Bedeutung des Hypertextes für die Wikimethodix

Ein Hypertextsystem speichert einen Text so als Datei(en), dass es möglich ist, mit Hilfe von Links, interaktiven Textverweisen, in der Textstruktur zu springen. Der Hypertext ermöglicht dem Benutzer, eine große und möglicherweise schwer überschaubre Datenmenge zu strukturieren. Je größer eine Informationseinheit, desto schwächer ist der Einfluss des Hypertext-Charakteristikums. Werden aber die Informationseinheiten zu klein gewählt, kann dies zu einer Verfremdung der Gesamtinformation führen und den Lerner im Aufbau seiner kognitiven Konstrukte stören oder sogar verwirren. Von vielen Autoren werden die Vorteile des Hypertextsystems für den Lerner hervorgehoben.

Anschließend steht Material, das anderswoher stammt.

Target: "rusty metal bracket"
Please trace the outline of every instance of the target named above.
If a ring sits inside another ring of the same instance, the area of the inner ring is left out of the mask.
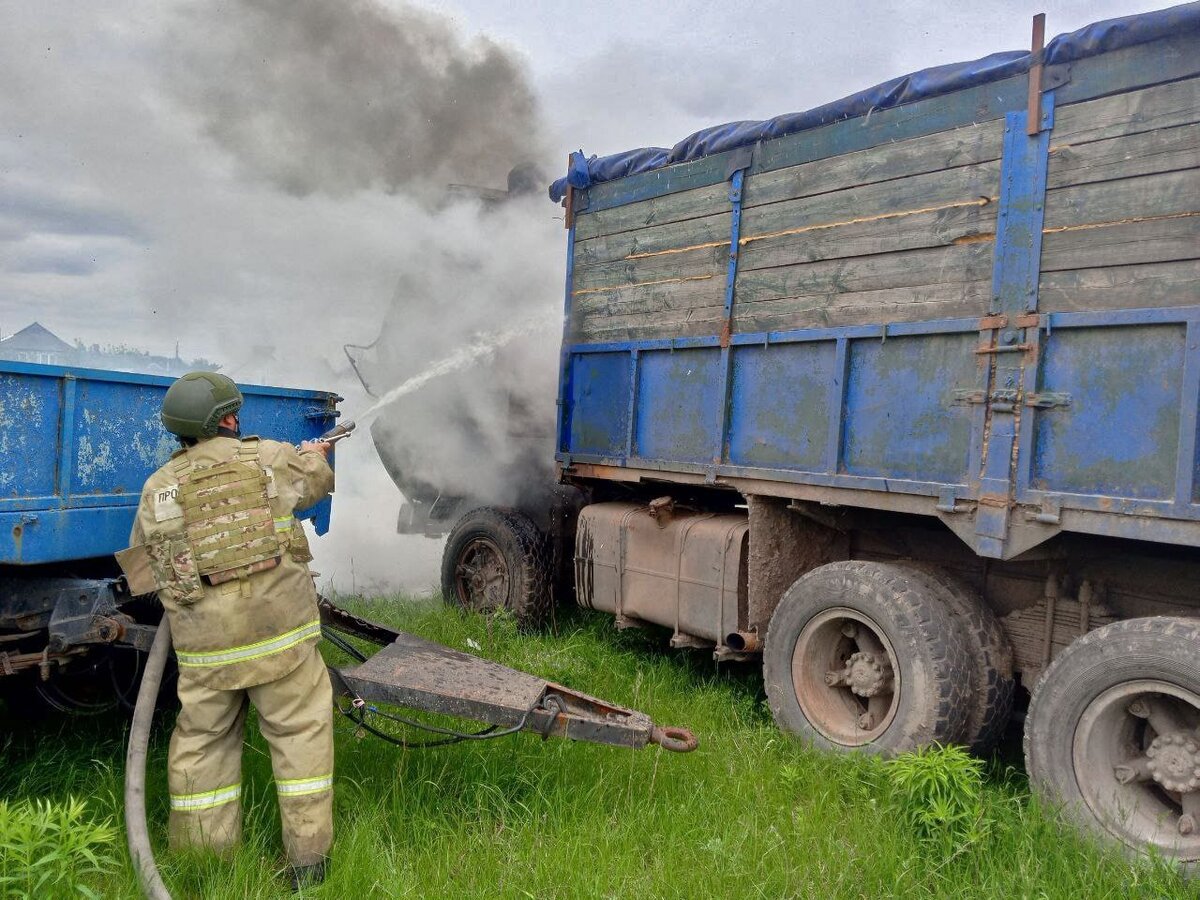
[[[1070,395],[1063,391],[1040,391],[1038,394],[1025,395],[1025,406],[1037,409],[1052,409],[1055,407],[1069,407]]]
[[[1042,131],[1042,56],[1046,40],[1046,14],[1039,12],[1033,17],[1033,40],[1030,49],[1030,92],[1028,115],[1025,120],[1025,133],[1031,138]]]
[[[1030,512],[1028,518],[1040,524],[1062,524],[1062,500],[1057,497],[1043,497],[1042,509]]]
[[[968,506],[959,506],[956,491],[953,487],[943,487],[937,492],[937,505],[934,506],[938,512],[970,512]]]

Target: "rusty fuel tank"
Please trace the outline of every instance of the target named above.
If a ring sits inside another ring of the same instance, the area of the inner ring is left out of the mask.
[[[701,512],[667,497],[592,504],[575,540],[576,596],[616,614],[619,626],[673,629],[673,647],[740,655],[754,643],[745,634],[748,532],[745,514]]]

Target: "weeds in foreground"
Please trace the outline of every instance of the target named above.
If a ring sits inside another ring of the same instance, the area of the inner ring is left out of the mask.
[[[888,804],[918,840],[954,856],[986,835],[983,760],[932,744],[888,761],[884,770]]]
[[[86,812],[76,797],[0,800],[0,895],[98,898],[84,880],[116,869],[118,830]]]
[[[961,773],[950,751],[900,762],[818,752],[774,727],[756,667],[718,668],[706,654],[667,652],[659,632],[617,632],[611,618],[564,611],[557,634],[520,635],[509,617],[428,601],[338,605],[685,725],[701,744],[677,756],[517,734],[403,750],[358,740],[340,719],[336,839],[330,878],[313,896],[1196,900],[1169,864],[1132,862],[1063,828],[1019,767],[997,760],[980,770],[968,760]],[[163,716],[155,732],[146,787],[151,838],[174,895],[289,896],[257,728],[247,730],[244,755],[241,847],[229,858],[166,848],[169,725]],[[8,733],[0,796],[62,804],[85,794],[92,815],[120,815],[120,722]],[[1019,751],[1009,755],[1015,762]],[[914,826],[919,810],[924,824]],[[104,898],[139,895],[124,850],[116,871],[85,883]]]

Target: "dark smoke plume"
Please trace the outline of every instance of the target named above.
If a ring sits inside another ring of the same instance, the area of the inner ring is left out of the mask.
[[[172,91],[208,136],[298,196],[432,197],[503,187],[538,160],[538,103],[512,53],[376,0],[194,4],[173,29]]]

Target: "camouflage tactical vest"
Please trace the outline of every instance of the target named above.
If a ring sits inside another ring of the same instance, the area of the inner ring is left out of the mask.
[[[258,454],[258,439],[247,438],[236,456],[214,466],[193,466],[186,454],[172,461],[194,572],[209,584],[246,578],[278,563],[271,481]]]

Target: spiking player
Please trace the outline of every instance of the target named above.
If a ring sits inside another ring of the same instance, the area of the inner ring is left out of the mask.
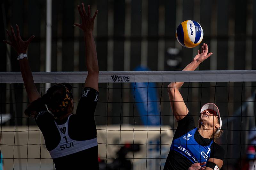
[[[207,45],[204,43],[201,53],[198,51],[183,71],[194,70],[212,53],[208,53]],[[183,83],[172,82],[168,86],[171,106],[178,126],[164,169],[219,170],[224,155],[223,148],[214,141],[222,133],[219,109],[213,103],[204,105],[200,111],[199,127],[195,127],[192,114],[179,91]]]
[[[11,26],[11,33],[7,33],[12,46],[19,54],[20,70],[26,91],[31,104],[25,114],[34,117],[44,138],[57,169],[99,169],[98,143],[94,112],[99,98],[99,68],[92,31],[98,13],[91,16],[90,6],[87,12],[82,4],[77,5],[82,24],[75,24],[84,33],[88,75],[82,96],[75,115],[71,86],[59,84],[51,87],[40,97],[34,83],[26,54],[29,43],[35,37],[26,41],[20,38],[16,25],[16,37]],[[47,108],[48,107],[48,108]]]

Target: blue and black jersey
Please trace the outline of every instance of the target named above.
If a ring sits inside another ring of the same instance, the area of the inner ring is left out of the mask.
[[[224,149],[212,139],[200,135],[190,113],[178,123],[164,170],[188,169],[192,164],[207,162],[210,158],[223,159]]]
[[[99,169],[98,146],[94,114],[99,93],[84,88],[76,109],[60,122],[45,108],[34,117],[46,149],[59,169]]]

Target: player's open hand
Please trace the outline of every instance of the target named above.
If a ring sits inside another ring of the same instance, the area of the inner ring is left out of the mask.
[[[196,56],[193,60],[193,62],[201,63],[209,57],[212,54],[212,53],[208,53],[208,45],[204,43],[201,46],[201,51],[198,50],[197,55]]]
[[[10,34],[8,30],[6,30],[7,34],[9,36],[11,42],[7,41],[6,40],[3,40],[3,41],[13,47],[18,54],[21,53],[25,54],[27,53],[27,50],[28,49],[29,43],[33,39],[35,36],[32,35],[27,41],[23,41],[20,37],[20,29],[19,26],[17,24],[16,25],[16,29],[17,30],[17,37],[14,32],[13,28],[12,26],[11,26],[11,34]]]
[[[74,25],[77,26],[84,31],[85,33],[91,33],[93,31],[94,20],[98,11],[96,10],[94,15],[92,17],[91,16],[91,8],[90,5],[88,5],[87,12],[86,13],[84,9],[84,5],[82,3],[82,10],[79,5],[77,5],[77,9],[82,19],[82,24],[76,23]]]
[[[203,165],[206,164],[205,162],[202,163],[196,163],[191,166],[188,168],[188,170],[204,170],[205,169],[205,166],[201,166],[201,165]]]

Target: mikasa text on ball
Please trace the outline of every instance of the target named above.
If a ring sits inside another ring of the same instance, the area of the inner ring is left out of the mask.
[[[178,26],[176,35],[177,40],[182,46],[193,48],[202,41],[204,32],[198,22],[188,20],[183,21]]]

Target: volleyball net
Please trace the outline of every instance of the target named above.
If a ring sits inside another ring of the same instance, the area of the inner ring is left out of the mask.
[[[51,85],[70,83],[74,113],[87,74],[33,73],[42,95]],[[100,169],[124,165],[123,169],[163,169],[177,127],[167,90],[172,81],[186,82],[180,91],[195,122],[204,104],[218,106],[224,133],[218,143],[225,151],[222,169],[254,160],[256,70],[102,72],[95,114]],[[24,114],[29,102],[20,73],[0,73],[0,152],[5,169],[54,169],[40,131]]]

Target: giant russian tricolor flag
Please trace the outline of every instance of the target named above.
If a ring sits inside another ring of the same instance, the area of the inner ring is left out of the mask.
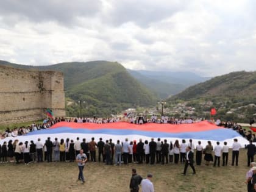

So stellt z.B. Schulmeister (1999) fest, dass es durch Hypertexte auch möglich ist, hermeneutische Wissensgebiete zu repräsentieren, wobei diese nicht in Form eines instruktionellen Lernprogramms, sondern als eine Darbietung von Informationsvielfalt dargestellt werden. Targan (1995) stellt die Ähnlichkeit zwischen menschlichem Denken und einem Hypertextprogramm heraus: „Das Arbeiten mit modernen Hypertext/ Hypermedia-Systemen entspricht einem aktiven Aufsuchen, Explorieren, kognitiven Verarbeiten, Umstrukturieren und Kreieren von Informationsknoten unter Nutzung einer interaktiven graphischen Benutzeroberfläche.“ (124) Die Strukturgleichheit von Hypertext und Denken wird von Schulmeister (1999) auch als die „Hypothese der kognitiven Plausibilität von Hypertext“ bezeichnet, wobei festzuhalten ist, dass es erst durch die Wikis zur Herausbildung konsequenter Hypertexte kommen konnte. Konsequente Hypertexte sind solche, die jeder Nutzer selbst nach Belieben erweitern kann, wodurch die Hypothese der kognitiven Plausibilität nach Schulmeister in jeder Hinsicht erfüllt wäre. Anders als ein Wiki setzt beispielsweise ein Lexikon, das aus einer Reihe an voneinander unabhängigen Artikeln besteht, die miteinander durch Quellverweise verknüpft sind, den Erweiterungen durch den Leser Grenzen. Konkret vollzieht sich die Wikimethodix in dem Dreischritt „Sehen – selbststständiges Arbeiten - Diskutieren (Handeln)“: ƒ

Sehen: Zu Beginn wird das Problem benannt, in dem die zentralen Dimensionen des Themas umrissen werden und eventuell einige Begriffe geklärt werden. Anschließend werden gemeinsam mit den Teilnehmern die vom Referenten vorbereiteten Begriffe besprochen und weitere Begriffe gesammelt. Vielleicht beschränkt man sich auf 10-15 Begriffe (je nach dem wie viele Rechnergruppen es gibt), die vom Referenten vorbereitet werden um eine Begriffsüberfülle auszuschließen.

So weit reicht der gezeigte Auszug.